Solían aprovechar las multitudes -especialmente los días festivos- para acercarse a sus víctimas, sacar la daga y matarlas, para luego huir en medio de la confusión. Por eso, en la práctica, se extendía la aplicación de esa denominación a los criminales en general, tal como reflejó la Lex Cornelia de Sicariis et Veneficiis (Ley Cornelia sobre Apuñaladores y Envenenadores), una reglamentación promulgada por Sila durante su dictadura, mucho antes de que se diera el episodio del que vamos a hablar a continuación, el ocurrido en la Judea romana imperial.

Entre los años 66 y 73 d.C. estalló la Primera Guerra Judeo-Romana. La tensión entre los judíos y sus dominadores había empezado desde el primer momento de la conversión de Judea en provincia, y la designación del idumeo Herodes el Grande como rey no hizo sino agravarla, aunque, a la vez, el nombramiento sirvió para contenerla porque se trataba de un monarca tan odiado como temido. Pero a la muerte de Herodes los movimientos revolucionarios cristalizaron en el crisol zelote, un grupo nacionalista y teocrático que, frente a la actitud de otros como los saduceos o los fariseos, también antirromanos pero más sumisos, abogaba por la insurrección.

Es curioso señalar que uno de los doce apóstoles de Jesús de Nazaret, Simón, era apodado el Zelote, al menos en el Evangelio de Lucas y en los Hechos de los apóstoles. Cierto es que probablemente se trate de una traducción errónea, ya que ese movimiento aún tardaría tres décadas en surgir y algunos historiadores opinan que quizá el apodo de Simón pretendía expresarse literalmente (zelote significa celoso). Más curioso aún resulta que de otro apóstol, Judas Iscariote, se dijera que era un sicario. De nuevo hay más que dudas por la cronología y, en todo caso, aludiría a otra secta de naturaleza diferente, una especie de insumisos al censo mandado elaborar por el gobernador Publio Sulpicio Quirinio -el mismo por el que José y María acabaron en Belén- y que supuso una revuelta armada.

Avancemos otra vez al año 66. Las causas del levantamiento fueron varias, como siempre. A la abundancia de movimientos mesiánicos, como la Cuarta Filosofía, se sumaban la precaria situación de un campesinado arruinado y endeudado, una retahíla de impuestos que impedía salir de esa situación a los pocos que conservaban unas tierras medio estériles y la proliferación de un bandolerismo social con bandas de cientos de integrantes, muchos abocados a ello por la situación económica. Un polvorín, como lo describe el historiador Neil Faulkner.

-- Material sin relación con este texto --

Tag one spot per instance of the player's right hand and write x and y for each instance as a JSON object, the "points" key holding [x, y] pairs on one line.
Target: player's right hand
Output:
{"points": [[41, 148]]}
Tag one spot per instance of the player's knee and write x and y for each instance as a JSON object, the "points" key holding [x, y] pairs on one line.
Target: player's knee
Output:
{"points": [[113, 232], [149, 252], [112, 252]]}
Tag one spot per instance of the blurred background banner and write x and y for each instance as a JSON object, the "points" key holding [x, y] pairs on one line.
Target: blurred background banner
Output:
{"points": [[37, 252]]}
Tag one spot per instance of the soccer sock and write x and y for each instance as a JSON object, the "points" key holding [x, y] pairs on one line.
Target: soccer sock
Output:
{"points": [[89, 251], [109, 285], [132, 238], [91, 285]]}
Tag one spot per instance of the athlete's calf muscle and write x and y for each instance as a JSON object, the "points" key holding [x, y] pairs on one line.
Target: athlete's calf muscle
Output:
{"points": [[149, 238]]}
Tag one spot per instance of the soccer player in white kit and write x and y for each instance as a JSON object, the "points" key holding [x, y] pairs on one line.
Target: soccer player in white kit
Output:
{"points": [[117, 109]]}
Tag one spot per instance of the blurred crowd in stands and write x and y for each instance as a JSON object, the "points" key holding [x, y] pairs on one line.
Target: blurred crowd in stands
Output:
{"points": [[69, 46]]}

Cuando las autoridades romanas trataron de mantenerse al margen de una violenta disputa entre griegos y judíos, y al saberse después que el procurador había desviado parte del tesoro del Templo a sus bolsillos, la población se alzó en armas exhortada por un incendiario discurso de Eleazar Ben Ananías, hijo del sumo sacerdote. El rey Herodes Agripa II, biznieto del Grande, tuvo que huir y las legiones del legado Cayo Cestio Galio, reunidas en Acre, marcharon sobre Jerusalén para sofocar la revuelta.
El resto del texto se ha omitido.